Computers are everywhere, and lots of people don’t know very much about their inner workings. That creates an ample playground for scammers who use a combination of social engineering and scary-sounding words in order to bilk people out of money, or even sensitive data. The scammers are legion, and so, unfortunately are targets… but when one scammer recently tried to pull one over on a tech expert with time to kill, the tables were briefly turned.
There are lots of tech support scams out there; some use pop-ups or place false ads to lure victims in. There’s also a kind, though, that relies on good old-fashioned phone calls.
These scams tend to work in a pretty predictable way: you get a call from “tech support,” asking you to take a certain series of actions with your Windows PC, including giving the scammer remote access to the machine, then demanding a large sum of money to “fix” a problem that doesn’t exist.
Folks who don’t know much about the workings of their computers, especially those who are kind of scared of or intimidated by their machines, can be susceptible targets. But this particular scammer, randomly dialing numbers, happened to hit an extremely knowledgable, experienced tech expert: Sean Gallagher, currently an editor for tech site Ars Technica.
Gallagher, both knowing his stuff and also being in a position to write stories about it, decided to have a little fun with the scammer who called him on Monday, and kept him on the line for two hours while pretending to be an easy mark.
“I was thrilled,” Gallagher opens, “displaying what my wife Paula felt was an inordinate amount of glee about getting the call. Over the next two hours, I subjected the scammers to such misery that Paula later told me she felt bad for them.”
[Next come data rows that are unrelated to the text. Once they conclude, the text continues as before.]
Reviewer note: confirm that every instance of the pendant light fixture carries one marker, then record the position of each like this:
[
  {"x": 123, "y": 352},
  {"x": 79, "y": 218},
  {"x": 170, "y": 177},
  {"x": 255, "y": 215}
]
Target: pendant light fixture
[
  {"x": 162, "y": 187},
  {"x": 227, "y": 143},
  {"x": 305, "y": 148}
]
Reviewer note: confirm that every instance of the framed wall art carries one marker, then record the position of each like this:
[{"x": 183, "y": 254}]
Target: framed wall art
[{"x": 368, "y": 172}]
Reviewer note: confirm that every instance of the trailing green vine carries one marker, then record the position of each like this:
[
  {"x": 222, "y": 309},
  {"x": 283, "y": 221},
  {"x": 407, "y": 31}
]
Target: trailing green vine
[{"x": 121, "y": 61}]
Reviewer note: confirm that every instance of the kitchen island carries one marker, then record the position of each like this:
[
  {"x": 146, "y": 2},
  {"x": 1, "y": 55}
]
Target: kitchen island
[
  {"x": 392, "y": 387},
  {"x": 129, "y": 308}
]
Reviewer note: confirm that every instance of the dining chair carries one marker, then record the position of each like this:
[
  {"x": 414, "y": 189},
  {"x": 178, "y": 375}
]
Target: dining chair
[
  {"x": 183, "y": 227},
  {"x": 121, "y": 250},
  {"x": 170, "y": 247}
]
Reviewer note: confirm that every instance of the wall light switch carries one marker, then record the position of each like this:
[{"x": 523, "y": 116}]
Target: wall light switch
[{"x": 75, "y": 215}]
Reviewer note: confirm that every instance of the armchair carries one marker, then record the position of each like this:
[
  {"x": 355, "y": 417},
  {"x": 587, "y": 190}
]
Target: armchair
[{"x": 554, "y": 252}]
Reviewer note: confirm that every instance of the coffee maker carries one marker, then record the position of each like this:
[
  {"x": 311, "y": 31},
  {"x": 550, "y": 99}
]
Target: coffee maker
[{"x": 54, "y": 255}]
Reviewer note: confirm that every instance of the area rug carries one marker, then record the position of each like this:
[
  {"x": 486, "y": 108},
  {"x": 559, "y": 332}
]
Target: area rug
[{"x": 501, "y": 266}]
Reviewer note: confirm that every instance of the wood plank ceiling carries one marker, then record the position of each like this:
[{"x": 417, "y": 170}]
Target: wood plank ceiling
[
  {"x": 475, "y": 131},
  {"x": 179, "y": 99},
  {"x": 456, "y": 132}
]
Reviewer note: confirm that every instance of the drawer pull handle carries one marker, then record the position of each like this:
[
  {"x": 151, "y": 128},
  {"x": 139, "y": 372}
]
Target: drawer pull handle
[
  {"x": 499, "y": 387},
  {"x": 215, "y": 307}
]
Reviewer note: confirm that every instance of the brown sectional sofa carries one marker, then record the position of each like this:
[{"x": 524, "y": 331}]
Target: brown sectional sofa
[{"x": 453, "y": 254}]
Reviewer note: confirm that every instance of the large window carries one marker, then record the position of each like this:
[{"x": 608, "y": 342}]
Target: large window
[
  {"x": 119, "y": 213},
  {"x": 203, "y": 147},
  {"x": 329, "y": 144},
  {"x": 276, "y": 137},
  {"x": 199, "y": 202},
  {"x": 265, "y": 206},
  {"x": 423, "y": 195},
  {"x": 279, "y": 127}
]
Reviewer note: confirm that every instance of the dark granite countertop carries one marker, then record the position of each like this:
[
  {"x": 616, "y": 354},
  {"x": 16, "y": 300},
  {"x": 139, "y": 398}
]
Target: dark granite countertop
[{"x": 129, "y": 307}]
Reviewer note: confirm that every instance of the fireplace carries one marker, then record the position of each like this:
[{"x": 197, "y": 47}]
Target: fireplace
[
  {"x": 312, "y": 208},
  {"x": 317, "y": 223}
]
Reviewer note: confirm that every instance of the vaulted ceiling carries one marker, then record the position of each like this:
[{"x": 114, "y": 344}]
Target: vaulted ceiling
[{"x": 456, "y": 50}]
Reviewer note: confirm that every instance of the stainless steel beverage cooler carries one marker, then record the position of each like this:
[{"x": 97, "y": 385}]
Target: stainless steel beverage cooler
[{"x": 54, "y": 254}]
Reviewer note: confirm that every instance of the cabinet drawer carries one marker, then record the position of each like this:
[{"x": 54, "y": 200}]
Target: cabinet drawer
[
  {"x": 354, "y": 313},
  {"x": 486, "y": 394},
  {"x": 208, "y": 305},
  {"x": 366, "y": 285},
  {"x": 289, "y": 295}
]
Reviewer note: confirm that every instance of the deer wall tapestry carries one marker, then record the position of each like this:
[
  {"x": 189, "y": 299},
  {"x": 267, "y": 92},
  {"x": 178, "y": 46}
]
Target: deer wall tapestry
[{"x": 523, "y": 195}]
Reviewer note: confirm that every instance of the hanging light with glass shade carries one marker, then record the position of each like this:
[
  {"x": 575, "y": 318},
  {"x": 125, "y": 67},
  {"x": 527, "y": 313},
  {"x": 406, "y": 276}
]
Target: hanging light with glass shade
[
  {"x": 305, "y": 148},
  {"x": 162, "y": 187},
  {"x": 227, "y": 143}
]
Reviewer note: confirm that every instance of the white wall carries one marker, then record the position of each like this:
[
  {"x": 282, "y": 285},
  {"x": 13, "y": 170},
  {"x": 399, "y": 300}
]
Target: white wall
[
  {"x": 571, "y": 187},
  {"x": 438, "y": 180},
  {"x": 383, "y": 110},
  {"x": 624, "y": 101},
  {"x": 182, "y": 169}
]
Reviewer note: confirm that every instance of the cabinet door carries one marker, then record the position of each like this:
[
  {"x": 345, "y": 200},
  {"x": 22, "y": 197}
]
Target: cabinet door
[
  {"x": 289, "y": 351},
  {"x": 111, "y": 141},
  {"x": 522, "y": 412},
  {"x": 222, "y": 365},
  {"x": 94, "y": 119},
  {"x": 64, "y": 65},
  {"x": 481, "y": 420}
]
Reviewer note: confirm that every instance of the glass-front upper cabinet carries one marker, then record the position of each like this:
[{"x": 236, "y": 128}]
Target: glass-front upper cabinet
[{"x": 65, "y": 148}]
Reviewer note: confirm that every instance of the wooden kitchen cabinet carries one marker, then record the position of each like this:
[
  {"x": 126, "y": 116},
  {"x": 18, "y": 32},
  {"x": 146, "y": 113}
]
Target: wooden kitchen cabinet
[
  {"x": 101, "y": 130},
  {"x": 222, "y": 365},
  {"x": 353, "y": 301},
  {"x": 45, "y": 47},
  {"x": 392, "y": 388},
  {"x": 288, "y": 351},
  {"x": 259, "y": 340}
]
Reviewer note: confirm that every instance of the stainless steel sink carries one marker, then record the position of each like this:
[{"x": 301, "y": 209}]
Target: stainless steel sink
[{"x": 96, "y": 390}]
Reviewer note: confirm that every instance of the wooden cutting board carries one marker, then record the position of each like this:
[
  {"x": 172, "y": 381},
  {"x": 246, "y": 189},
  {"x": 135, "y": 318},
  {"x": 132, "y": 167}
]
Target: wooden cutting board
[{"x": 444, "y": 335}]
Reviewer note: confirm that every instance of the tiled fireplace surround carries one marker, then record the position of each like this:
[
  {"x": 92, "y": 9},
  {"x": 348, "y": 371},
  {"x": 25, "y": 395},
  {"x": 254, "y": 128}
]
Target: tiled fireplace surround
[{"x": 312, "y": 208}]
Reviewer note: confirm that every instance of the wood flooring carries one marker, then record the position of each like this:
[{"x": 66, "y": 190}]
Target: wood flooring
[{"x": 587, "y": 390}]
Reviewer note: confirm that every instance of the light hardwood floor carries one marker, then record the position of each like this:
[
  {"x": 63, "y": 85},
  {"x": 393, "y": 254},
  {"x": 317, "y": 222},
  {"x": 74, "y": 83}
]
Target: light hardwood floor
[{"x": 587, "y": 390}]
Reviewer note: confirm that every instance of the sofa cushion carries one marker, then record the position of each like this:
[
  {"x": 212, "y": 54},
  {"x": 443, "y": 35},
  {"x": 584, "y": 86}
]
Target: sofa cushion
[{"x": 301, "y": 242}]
The scammers first called merely to identify if the person on the other end of the line could be a potential mark. Gallagher identified himself as one by waiting for a “technician” to call him back when available. While waiting, he set up a recorder and Windows XP virtual machine. (That’s an emulated computer system, running on a different computer system in a contained way.)
The scammers called back and fed Gallagher a half-plausible line about “junk files” accumulating on his system and “decreasing the functionality of [his] computer day by day” while conducting ordinary activities online.
(Using a browser regularly does generate some temporary files on your machine — your computer has a cache, and it can fill up over time — but your entire hard drive is not flooded with them, and the amount of space they can take up is limited.)
That led to an exchange where Gallagher agreed that his “unsecured junk files” needed fixing, and the call took off from there.
First, Gallagher stalled the scammer while rebooting and pretending to reboot his machine a few times. “It must have been doing an update or something, I don’t know,” he told them.
Then they got into it in earnest. The scammer instructed Gallagher on how to execute a few very basic, ordinary Windows commands that make visible some system files and processes that can look complex if you have literally no idea what they are. This took some time; “Also, I was not helpful,” Gallagher gleefully adds.
While going through a lengthy rigamarole with the scammer, Gallagher was having some trouble actually accessing the files and sites the scammer told him to, so he took a moment to go find an old, Linux-running laptop from his basement. Using both, he was eventually to access the remote support tool the scammers wanted him to download.
But while he was installing the tool, he happened to use some of the correct terminology for what his computer was doing, and nearly gave up the game:
“Sir, you are not actually doing anything, are you?” the “technician” asked accusingly. “You know the reason why sir. You are acting like you are doing something. No. I understand sir, you took so much time to joke with me, you think you are very smart. You have some knowledge of your computer, and you are pretending that you are doing something but you are not doing anything, yes?”
Gallagher managed to keep them on the line a while longer, playing stupid.
The scammers managed to get their end of the remote-access tool running, and saw Gallagher’s whole screen. One of the scammers on the line asked him point-blank what operating system he was running, and he answered honestly: “Debian Linux. The Kali distribution.”
That was the beginning of the end, and the call wrapped up a few moments later.
Gallagher, however, wasn’t just having fun with some would-be scammers by keeping them on the line: he was able to use that time to capture information about everything they did.
Using packet tracing and a log of the session, the remote access tool was indeed able to pin the caller as using a free account, operating from India.
Gallagher was able to provide logs to the abuse teams at the remote access tool. He also sent information to Time Warner Cable’s (now Charter) abuse-reporting e-mail address, since the scam fraudulently took advantage of a RoadRunner residential account.
He also traced the phone number backwards, and found the company whose ID came up on the call. It is, indeed, a legitimate company using a VoIP phone system — but the company said that its phone system has not been infiltrated, and so the more likely answer is that the callers were spoofing the number.
Unfortunately, while this particular scammer might get its access to one particular tool taken away for a short while, taking them out is indeed basically a whack-a-mole game.
“If we’re really going to ever put a dent in these sorts of scams in a meaningful way,” Gallagher concludes, “it will instead take actual engagement — both with everyday computer users and with companies that may haplessly provide infrastructure that scammers can leverage to reach potential victims.”